Beneath the Wheel by Hermann Hesse

Beneath the Wheel by Hermann Hesse

Author:Hermann Hesse
Language: eng
Format: epub, azw3, pdf
Publisher: Farrar, Straus and Giroux


“Straightaway they knew him, they ran up to him.” Then he too could see the Son of Man leaving the boat and recognized him at once—not by his figure or face but by the wide glowing depths of his loving eyes and by a gently beckoning or rather inviting and welcoming gesture of his beautiful, slender brown hands that seemed to be formed by the strong yet delicate soul that inhabited it. The edge of a turbulent lake and the bow of a heavy barque also appeared for a moment; then the entire picture vanished like a puff of breath in cold air.

At intervals something similar would happen and some personage or historical event would seemingly break forth hungrily from the books, yearning to live once more. Hans felt profoundly and strangely transformed by these fleeting apparitions, as though he had looked at the dark earth through a telescope or as though God had looked at him. These delicious moments were uncalled for, and vanished unlamented like pilgrims you do not dare speak to or friendly guests you dare not ask to stay because there’s something alien and godly about them.

He kept these experiences to himself and did not mention them to Heilner. The latter’s previous melancholy had changed into a restless and biting intellectuality which criticized the monastery teachers, companions, the weather, human life in general and the existence of God, but occasionally would also lead to cantankerousness or silly impulsive pranks. Because Heilner lived in complete opposition to the rest of the students, Hans—who did nothing to oppose this—became just as disassociated from them. Hans felt fewer and fewer misgivings about this state of affairs as time went on. If only the headmaster, of whom he felt an obscure fear, were not there. After having been his favorite pupil, Hans was now being treated coolly and for obvious reasons neglected. For Hebrew especially, the headmaster’s specialty, he had lost practically all enthusiasm.

It made for a delightful spectacle to observe how the forty new academy students had changed in body and soul in a matter of months, excepting a few whose growth seemed to have been arrested. Many had grown at a spectacular rate, much to the disadvantage of their physical bulk; their wrists and ankles stuck hopefully out of clothes which had not kept pace. The faces displayed the whole spectrum of shadings between vanishing childishness to budding manhood, and anyone who still lacked the angular forms of puberty had been lent a provisional manly seriousness, delicately wrinkled brows, from the study of the books of Moses.

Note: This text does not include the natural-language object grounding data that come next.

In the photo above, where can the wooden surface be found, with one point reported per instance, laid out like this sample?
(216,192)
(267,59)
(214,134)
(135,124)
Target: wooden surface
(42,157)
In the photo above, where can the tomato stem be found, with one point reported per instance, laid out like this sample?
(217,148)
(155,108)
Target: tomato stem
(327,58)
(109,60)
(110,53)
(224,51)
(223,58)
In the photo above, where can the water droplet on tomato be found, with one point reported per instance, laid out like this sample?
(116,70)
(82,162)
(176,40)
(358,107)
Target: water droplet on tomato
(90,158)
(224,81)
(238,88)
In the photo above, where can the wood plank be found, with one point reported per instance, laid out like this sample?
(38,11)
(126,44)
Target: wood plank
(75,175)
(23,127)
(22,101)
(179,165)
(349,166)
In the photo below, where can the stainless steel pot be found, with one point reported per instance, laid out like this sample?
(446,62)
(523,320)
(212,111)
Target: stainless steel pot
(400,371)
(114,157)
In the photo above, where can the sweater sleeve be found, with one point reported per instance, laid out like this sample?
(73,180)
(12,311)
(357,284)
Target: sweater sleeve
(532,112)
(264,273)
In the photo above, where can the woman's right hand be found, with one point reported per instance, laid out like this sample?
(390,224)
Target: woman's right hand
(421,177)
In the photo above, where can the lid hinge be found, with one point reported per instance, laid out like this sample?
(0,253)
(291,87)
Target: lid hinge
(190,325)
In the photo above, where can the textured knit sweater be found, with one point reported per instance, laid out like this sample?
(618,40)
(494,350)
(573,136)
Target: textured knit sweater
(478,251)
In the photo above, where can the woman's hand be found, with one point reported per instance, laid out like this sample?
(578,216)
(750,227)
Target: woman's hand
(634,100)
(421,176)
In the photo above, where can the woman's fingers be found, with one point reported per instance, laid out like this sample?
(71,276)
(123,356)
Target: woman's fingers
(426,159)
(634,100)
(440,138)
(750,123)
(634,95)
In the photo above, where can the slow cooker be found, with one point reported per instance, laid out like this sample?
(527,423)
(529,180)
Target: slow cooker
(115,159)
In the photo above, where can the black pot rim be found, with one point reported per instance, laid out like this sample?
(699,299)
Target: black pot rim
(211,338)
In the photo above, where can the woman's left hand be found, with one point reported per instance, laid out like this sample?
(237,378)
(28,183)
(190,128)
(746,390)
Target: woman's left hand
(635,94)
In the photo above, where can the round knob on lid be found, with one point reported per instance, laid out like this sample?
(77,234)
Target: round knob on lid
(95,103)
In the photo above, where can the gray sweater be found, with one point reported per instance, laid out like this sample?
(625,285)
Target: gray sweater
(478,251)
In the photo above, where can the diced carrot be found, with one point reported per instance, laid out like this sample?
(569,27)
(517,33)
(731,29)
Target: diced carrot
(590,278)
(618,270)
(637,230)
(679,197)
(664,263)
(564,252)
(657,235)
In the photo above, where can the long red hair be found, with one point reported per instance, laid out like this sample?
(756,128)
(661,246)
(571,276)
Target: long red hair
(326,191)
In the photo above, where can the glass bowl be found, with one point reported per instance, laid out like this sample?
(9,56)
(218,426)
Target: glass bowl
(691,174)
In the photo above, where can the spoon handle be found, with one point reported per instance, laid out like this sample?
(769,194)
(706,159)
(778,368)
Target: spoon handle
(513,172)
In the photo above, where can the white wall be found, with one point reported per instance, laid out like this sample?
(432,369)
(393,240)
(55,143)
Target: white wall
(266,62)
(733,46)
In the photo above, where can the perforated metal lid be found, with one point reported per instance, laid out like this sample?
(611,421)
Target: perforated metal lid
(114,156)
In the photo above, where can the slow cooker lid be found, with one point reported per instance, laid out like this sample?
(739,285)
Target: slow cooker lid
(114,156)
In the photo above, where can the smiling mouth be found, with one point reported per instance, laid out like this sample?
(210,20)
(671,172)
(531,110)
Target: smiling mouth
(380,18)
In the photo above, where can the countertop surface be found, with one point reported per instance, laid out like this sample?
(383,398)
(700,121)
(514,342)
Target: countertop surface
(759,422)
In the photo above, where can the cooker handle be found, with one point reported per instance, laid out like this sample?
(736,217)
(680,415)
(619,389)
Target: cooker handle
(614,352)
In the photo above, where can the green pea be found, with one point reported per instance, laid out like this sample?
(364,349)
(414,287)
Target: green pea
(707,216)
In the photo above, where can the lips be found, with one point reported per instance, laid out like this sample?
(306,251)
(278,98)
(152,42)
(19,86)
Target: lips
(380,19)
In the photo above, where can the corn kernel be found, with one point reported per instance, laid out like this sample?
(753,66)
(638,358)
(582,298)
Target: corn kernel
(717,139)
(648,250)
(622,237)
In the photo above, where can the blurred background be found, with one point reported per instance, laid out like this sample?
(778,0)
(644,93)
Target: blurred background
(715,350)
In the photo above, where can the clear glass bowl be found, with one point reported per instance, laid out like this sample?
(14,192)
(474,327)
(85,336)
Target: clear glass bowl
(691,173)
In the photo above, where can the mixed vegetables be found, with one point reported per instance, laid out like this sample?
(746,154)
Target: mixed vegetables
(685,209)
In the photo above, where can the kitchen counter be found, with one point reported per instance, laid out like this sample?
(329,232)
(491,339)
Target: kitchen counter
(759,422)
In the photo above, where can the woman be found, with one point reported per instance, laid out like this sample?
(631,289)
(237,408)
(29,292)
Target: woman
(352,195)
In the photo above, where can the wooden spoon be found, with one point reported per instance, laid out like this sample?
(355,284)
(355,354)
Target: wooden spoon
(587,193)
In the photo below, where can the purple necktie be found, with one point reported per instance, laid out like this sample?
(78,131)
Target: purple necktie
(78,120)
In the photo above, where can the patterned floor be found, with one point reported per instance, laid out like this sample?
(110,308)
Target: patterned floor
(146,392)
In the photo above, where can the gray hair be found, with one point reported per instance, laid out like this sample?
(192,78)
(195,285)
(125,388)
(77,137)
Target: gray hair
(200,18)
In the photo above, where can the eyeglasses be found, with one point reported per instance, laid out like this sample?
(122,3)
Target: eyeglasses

Chubby cheeks had actually become a rarity.

The less satisfied Hans was with his academic progress, the more resolutely did he—under Heilner’s influence—cut himself off from his companions. No longer a model student and a potential first in class and therefore without cause to look down on anyone, his haughtiness did not suit him well. But he could not forgive his roommates for letting him know something of which he himself was acutely aware.